Yay! I am so excited for you. 
	

	
	
		
		

		
		
	


	




 Those lipsticks are really pretty!


----------



## angi (Dec 29, 2008)

Love your collection, especially your palette, and lipsticks. Could you tell me what the pink lipstick in the middle is? Thanks!


----------



## Jojo Ungh (Dec 29, 2008)

Your lipsticks are gorgeous!


----------



## vikitty (Dec 30, 2008)

Quote:

   Originally Posted by *angi* 

 
_Love your collection, especially your palette, and lipsticks. Could you tell me what the pink lipstick in the middle is? Thanks!_

 
Thanks! The lipsticks are from L to R: Syrup, Sweetie (my very first MAC purchase!) and Dubonnet.


----------



## angi (Dec 30, 2008)

Thanks!
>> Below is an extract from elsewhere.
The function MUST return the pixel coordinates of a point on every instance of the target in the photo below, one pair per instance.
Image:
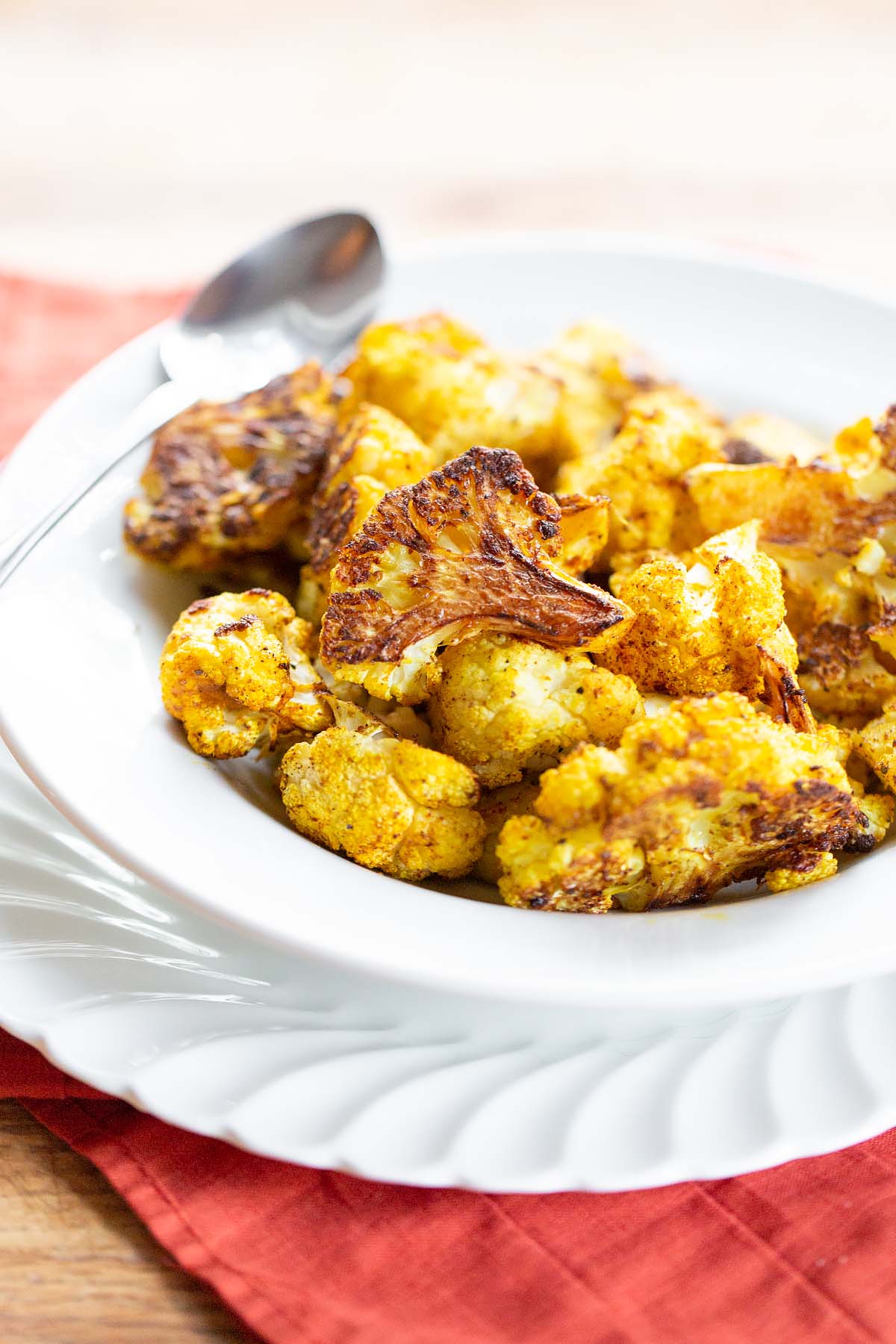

I might have to stop myself getting distracted by the LE collections and give sweetie a look next time I'm in MAC. It looks gorgeous.


----------



## n_c (Dec 30, 2008)

Awesome collection, its a great start.


----------



## Choupinette28 (Dec 30, 2008)

Nice collection


----------



## vikitty (Jan 1, 2009)

Thank you! ^_^ I have a bunch more MAC goodies on the way, so I'll have to take an updated photo afterward!


----------



## vikitty (Feb 15, 2009)

Added new pictures


----------



## orkira (Feb 17, 2009)

You have a great collection.


----------



## PinkHearts2314 (Feb 17, 2009)

Pretty lippies!


----------